Reports of Uber partnering with Barclays on a co-brand credit card surfaced last week, making Uber the first ridesharing company with its own financial services ‘product.’ The announcement comes on the heels of Lyft closing a $600M capital raise and a $7.5B valuation as it expands aggressively to new cities across the US. Uber’s co-brand card could give the company a competitive advantage against Lyft, helping it reach even more consumers and build stronger loyalty with customers – that is, until Lyft releases its own card, which is inevitable.
This is big news, and not just for the ridesharing sector – it signals Uber stepping outside its own space, competing against established cards like Sapphire Reserve as well as retailer brands with cards of their own. There is no word yet on how the Uber card will work – customers will be able to use it outside Uber, but will it offer cash back or could Uber become a loyalty program pioneer like Starbucks? How will Uber structure sign-on bonuses, incentives, tiered status, etc.? And could this lead to more ancillary revenue for Uber as it builds around its core service and embeds itself within local economies?

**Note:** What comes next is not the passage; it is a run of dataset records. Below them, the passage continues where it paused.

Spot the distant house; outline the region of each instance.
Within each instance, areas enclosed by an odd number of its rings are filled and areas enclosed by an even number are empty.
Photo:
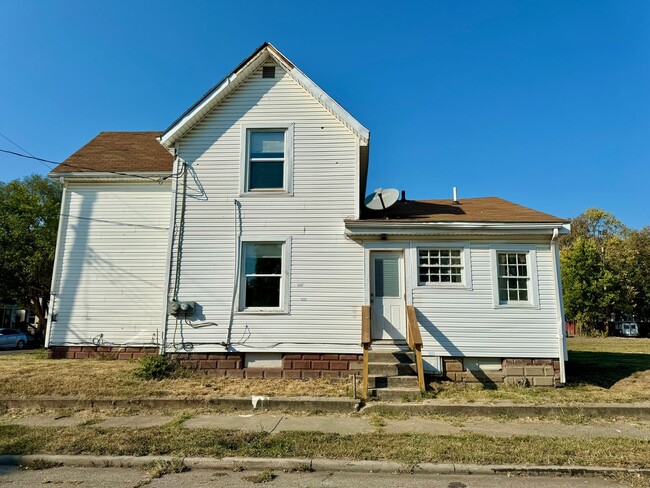
[[[369,141],[268,43],[164,132],[99,134],[51,174],[51,354],[347,377],[365,320],[370,351],[419,332],[453,380],[564,382],[567,221],[496,197],[371,211]]]

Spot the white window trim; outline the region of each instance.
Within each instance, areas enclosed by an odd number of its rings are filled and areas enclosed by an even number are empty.
[[[284,187],[270,190],[248,190],[248,133],[251,130],[284,130]],[[273,197],[293,195],[293,140],[295,124],[293,122],[245,123],[241,126],[240,162],[239,162],[239,196]]]
[[[497,253],[499,252],[520,252],[527,253],[528,273],[530,289],[528,290],[528,301],[501,303],[499,300],[499,266],[497,263]],[[539,286],[537,281],[537,247],[522,245],[497,245],[490,248],[490,272],[492,273],[492,299],[494,308],[536,308],[539,309]]]
[[[244,247],[249,243],[268,242],[282,244],[282,271],[280,278],[280,306],[272,308],[246,308],[246,261],[244,259]],[[242,239],[239,249],[241,256],[239,263],[239,306],[238,314],[242,315],[288,315],[291,311],[291,237],[247,237]]]
[[[463,266],[462,283],[420,283],[420,249],[460,249],[461,264]],[[417,242],[413,243],[411,255],[411,276],[413,277],[413,288],[462,288],[472,289],[472,258],[469,242]]]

Banks have long partnered with airlines and hotels to provide co-brand cards with travel rewards baked in, so ridesharing partnerships could complement those types of arrangements or re-shape them altogether. Lyft customers are already able to earn frequent flyer miles with Delta, Amex Platinum offers a $200 Uber credit and Lyft partners with Fuel Rewards to save drivers and passengers money at the pump – and for a bit of pure imagination, could something like Uber/Lyft miles ever challenge air miles?
Even if they don’t, we can be sure that airlines and hotels will be watching closely – and more competition could improve co-brand programs across the board. Still, this news from Uber is a bigger story than just another co-brand card – it has huge implications for customer data.
Uber’s best bet may be to go slowly and not bite off more than it can chew. Uber is now the first ridesharing company to offer a card – it could be remembered as the first success or the first failure. Even well-established cards have been re-thinking their reward structures – for instance, are they offering too much up-front to attract affluent consumers? Chase was offering 100,000 bonus points valued at $1,000 just for enrolling in Sapphire Reserve – the bonus has since been cut to 50,000 points. The rewards game is about risk and return, but for Uber this is about more than just coming out ahead on a reward structure – it already has the customer base for a lot more than just rideshares, but it has to figure out what’s even possible.
Uber – like Facebook and Amazon – is a tech company whose success is based solely on its technology. That’s a huge advantage over co-brand competitors in financial services or retail whose success is built on a traditional industry. Of course, financial services companies and retailers – the good ones, at least – are adapting to new technology and are using Big Data analytics to transform what they know about their customers and how they do business. But Uber doesn’t have to “adapt” to new technology – Uber is among the companies creating the new technology – with the best minds in computer science, engineering and mathematics. Although Uber is known for its transportation service it isn’t a transportation company – just as Amazon isn’t a book retailer.
Not only will Uber encourage users to use their Uber card for everyday purchases, but the company will know exactly what those cardholders are doing in the rest of their wallet. That is the real play here for Uber – if it has access to a customer’s bank account, it knows exactly what the customer is doing with their money, how much they are spending and where. If Uber can identify consumer spending behaviors, you can bet it will start developing Uber categories accordingly. Think of Uber as Facebook on wheels – taking over the physical world using customer data, from food and nightlife to retail and entertainment. Uber already knows where its customers live and where they go – it can fill in the missing blanks with the customer’s credit card data.
We are starting to see more clearly why Amazon is expanding its brick-and-mortar presence with services like AmazonFresh and its acquisition of Whole Foods – Jeff Bezos sees the competition on the horizon, and the competition is Uber.
The Uber-Barclays partnership may seem like a minor story, but we shouldn’t make the mistake of thinking Uber is just a more efficient taxi service. The company could potentially reshape the entire landscape of modern city economies – what moves people and money – and Barclaycard is more than smart to puts its financial services expertise in partnership with Uber.
If Uber succeeds – and first it must fix recent scandals and PR crises, which reportedly knocked $10B off its valuation — the world of ridesharing, retail and rewards could look very, very different.